Visiting the Palace of Fine Arts

Located in the Marina District of San Francisco just across Highway 1 from the Presidio and just inland from Crissy Field, the Palace of Fine Arts is close to many other major San Francisco sights and attractions and is walkable from Fisherman´s Wharf.

Address: 3301 Lyon Street, San Francisco
Telephone: (415) 563-6504
Hours: The Palace is open to the public seven days a week, unless booked for a private event.
Parking: There is usually limited street parking in the area, which is mostly residential.
Public Transit: Take the 30 Stockton from Downtown or Fisherman´s Wharf.

History of the Palace of Fine Arts

The Palace of Fine Arts was built by architect Bernard R. Maybeck for the 1915 Panama-Pacific Exposition which celebrated the opening of the Panama Canal and newly rebuilt San Francisco´s role as the prime west coast port. The original wood and burlap structure was designed to house important works of art by some of the world's most prominent artists during the exhibition, but the Palace was meant to come down after the event. By the close of the exposition however, a movement among San Francisco residents to keep and preserve the Palace of Fine Arts was already gaining momentum. During the following decades the building went through several phases and was almost destroyed several times until it was finally reconstructed and preserved in concrete in the 1960's.

Things to do at the Palace of Fine Arts

Outside of visiting the Exploratorium, there really isn´t much in the way of active pursuits at the Palace of Fine Arts other than soaking up the majesty of the architecture, enjoying the nature and winding down a bit:

Play: Children will delight in the magic of the ancient looking palace, and exploring the inside of the dome and the massive columns is a trip back in time. Check out the island bird sanctuary at the far end of the lagoon.

Stroll:Walking the path around the lagoon, which reflects the palace and is home to swans and other waterfowl, is one of the most romantic activities in the entire city.

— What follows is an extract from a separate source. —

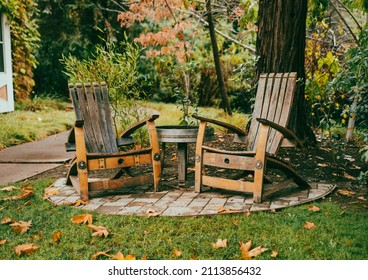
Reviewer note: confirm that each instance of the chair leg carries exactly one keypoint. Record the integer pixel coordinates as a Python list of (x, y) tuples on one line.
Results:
[(199, 157)]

Relax:For those who just want to chill out, the grassy areas are perfect for bag lunches on sunny days, people watching and even catching a quick cat-nap under the towering shadow of the palace itself.

Events at the Palace of Fine Arts

The grand setting of the Palace of Fine Arts makes it a favorite place for events, both public and private. The Palace of Fine Arts Theater, located inside of the structure itself, hosts a variety of performances throughout the year, including works by the American Conservatory Theater and other prominent bay area arts organizations.

When visiting, especially during the summer, chances are that you will see a wedding, graduation or some other similar celebration taking place. Family reunions, work picnics and other groups events are also popular at the Palace of Fine Arts.

The Palace of Fine Arts in Popular Culture

The Palace of Fine Arts has been used as a backdrop in many different movies many different movies, television shows, and even video games. Here are just a few of the most notable examples:
  • Vertigo - Alfred Hitchcock's classic 1958 thriller set in San Francisco shows the Palace of Fine Arts before it was reconstructed.
  • So I Married an Axe Murderer - The 1993 romantic comedy uses the Palace of Fine Arts as the scene of the first date between Mike Myers and Nancy Travis.
  • The Rock - Sean Connery meets his daughter in the dome of the Palace of Fine Arts and Nicolas Cage finally catches up to him there.
  • My Name is Khan - Bollywood has even discovered the Palace of Fine Arts and uses it as a backdrop in this 2010 film.
  • Sim City - Several versions of the popular video game have the Palace of Fine Arts as an optional landmark.
The Palace of Fine Arts has also been reconstructed in miniature at Disney´s California Adventure theme park in Anaheim, California.